Meine Ausbildung in Innerer Medizin fand in den dunklen Zeiten vor CT und MRT statt, aber wir sollten trotzdem eine genaue Diagnose stellen. Ein Patient, der ohne Anamnese starb, war ein „ME-Fall“. Wir mussten den Gerichtsmediziner anrufen, der dann entschied, ob eine Autopsie angezeigt war. Alles, was mit dem Tod in Verbindung stehen könnte, wie z. B. Pillenflaschen, war ein Beweismittel. Wenn eine Injektion gegeben worden war, würde das Fläschchen, wenn möglich, sichergestellt werden. Bei Impfstoffen sollte man die Chargennummer notieren, so dass man eine Probe auf Verunreinigungen überprüfen könnte.

Starb der Patient im Krankenhaus, musste der Arzt die Erlaubnis für eine Autopsie einholen. Hinterbliebene könnten durch die Möglichkeit, dass ihr geliebter Mensch eine Erbkrankheit oder eine Infektion gehabt haben könnte, die andere anstecken könnte, dazu bewogen werden, einer solchen zuzustimmen. In jedem Fall versicherten wir ihnen, dass ihr Angehöriger mit Respekt behandelt werden würde und dass die Beerdigungsvorbereitungen nicht beeinträchtigt würden. Ein Seelsorger würde sich freiwillig zur Verfügung stellen.

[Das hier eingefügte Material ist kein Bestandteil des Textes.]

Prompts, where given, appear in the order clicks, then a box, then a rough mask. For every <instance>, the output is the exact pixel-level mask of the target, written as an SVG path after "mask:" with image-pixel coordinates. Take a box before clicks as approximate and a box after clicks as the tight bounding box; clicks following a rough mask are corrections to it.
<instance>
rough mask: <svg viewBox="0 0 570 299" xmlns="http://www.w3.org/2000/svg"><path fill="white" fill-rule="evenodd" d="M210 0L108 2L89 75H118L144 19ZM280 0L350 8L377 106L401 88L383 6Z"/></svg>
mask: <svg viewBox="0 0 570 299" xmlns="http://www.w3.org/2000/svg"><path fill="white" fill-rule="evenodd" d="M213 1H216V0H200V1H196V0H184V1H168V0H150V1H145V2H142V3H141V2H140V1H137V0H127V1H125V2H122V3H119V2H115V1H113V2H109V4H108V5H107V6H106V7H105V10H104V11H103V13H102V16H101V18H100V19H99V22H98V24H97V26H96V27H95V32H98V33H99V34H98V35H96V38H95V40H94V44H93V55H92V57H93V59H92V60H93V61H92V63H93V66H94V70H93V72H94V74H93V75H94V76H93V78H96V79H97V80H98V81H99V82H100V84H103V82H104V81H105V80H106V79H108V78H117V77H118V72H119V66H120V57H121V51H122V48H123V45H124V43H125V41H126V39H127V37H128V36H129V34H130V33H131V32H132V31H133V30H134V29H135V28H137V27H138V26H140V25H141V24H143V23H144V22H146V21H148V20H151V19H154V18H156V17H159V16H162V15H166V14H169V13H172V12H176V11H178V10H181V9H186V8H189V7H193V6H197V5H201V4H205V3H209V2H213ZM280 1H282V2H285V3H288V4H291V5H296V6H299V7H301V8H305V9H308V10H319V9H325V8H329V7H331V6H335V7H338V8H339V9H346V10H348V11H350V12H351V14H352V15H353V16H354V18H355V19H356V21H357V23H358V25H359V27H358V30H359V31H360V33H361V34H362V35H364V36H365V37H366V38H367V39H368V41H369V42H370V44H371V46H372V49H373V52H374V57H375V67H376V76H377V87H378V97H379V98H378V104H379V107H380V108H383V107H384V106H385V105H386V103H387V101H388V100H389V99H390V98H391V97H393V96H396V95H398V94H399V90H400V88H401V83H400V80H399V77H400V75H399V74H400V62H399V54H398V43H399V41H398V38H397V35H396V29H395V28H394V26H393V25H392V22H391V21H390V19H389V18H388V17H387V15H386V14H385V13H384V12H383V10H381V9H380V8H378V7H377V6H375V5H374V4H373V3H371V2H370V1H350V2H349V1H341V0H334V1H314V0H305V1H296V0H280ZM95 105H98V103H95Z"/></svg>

Der wichtigste Grund war, dass der „Altar der Wahrheit“ der ultimative „Qualitätssicherungsmechanismus“ war. Krankenhäuser waren verpflichtet, an einem bestimmten Anteil der Verstorbenen Autopsien durchzuführen, um ihre Zulassung zu behalten. Eine klassische Studie von 100 zufällig ausgewählten Autopsien aus jeweils drei Jahren (1960, 1970 und 1980) ergab, dass in allen drei Epochen in etwa 22 % der Fälle wichtige Diagnosen übersehen wurden, trotz der Einführung moderner bildgebender Verfahren.

Leider sind die Autopsieraten in den letzten vier Jahrzehnten von 25% auf weniger als 5% gesunken. Sie war nie ein Umsatzbringer für irgendjemanden, außer für Kunstfehler-Anwälte.

Ich habe immer an der Autopsie teilgenommen, wenn ich konnte. Einer meiner wichtigsten Lehrmeister war ein Patient, bei dem wir einen Zustand übersehen hatten, der bei der Öffnung des Schädels eklatant offensichtlich war. Wir hätten ihn vielleicht nicht retten können, aber da wir nicht einmal an die Diagnose gedacht hatten, hatte er keine Chance.

Zehntausende von Patienten starben an COVID, bevor eine Serie von 12 Autopsien in Deutschland zeigte, dass die meisten von ihnen Blutgerinnsel hatten und nicht hätten gerettet werden können, indem man ihnen mit einem Beatmungsgerät Luft in die Lunge gepresst hätte.

Wenn eine Person nach einer COVID-Impfung stirbt, würde ich gerne wissen, ob es Spike-Proteine in den Geweben und Blutgefäßen gibt und ob es eine immunologische Reaktion gab, die diese Gewebe geschädigt hat. Wenn eine Mutter ein Baby verliert, würde ich gerne eine gründliche Untersuchung der Plazenta sehen. Wurde die Sauerstoff- und Nährstoffversorgung des Babys aufgrund der beschädigten Blutgefäße unterbrochen?

Ich finde es schockierend, dass die „Centers for Disease Control and Prevention“ (CDC), die „Food and Drug Administration“ (FDA), das „Department of Health and Human Services“ (HHS) und die „Joint Commission“, die Krankenhäuser akkreditiert, keine Autopsien oder Tests von Impfstoffproben verlangen. Es ist nicht möglich, ein Produkt als sicher und wirksam zu erklären, ohne direkte Beweise von potenziellen Opfern zu erhalten.

Die Hersteller sind vor der Produkthaftung geschützt – „dank“ des Kongresses. Aber wo bleibt die Rechenschaftspflicht der Regierungsbehörden, die uns schützen sollen, oder der privaten Einrichtungen, die Angestellte oder Studenten zwingen, ein experimentelles, potenziell gefährliches oder sogar tödliches Produkt einzunehmen?

Wenn jemand, den Sie lieben, unerwartet stirbt, rufen Sie den Gerichtsmediziner an und verlangen Sie eine gerichtsmedizinische Autopsie.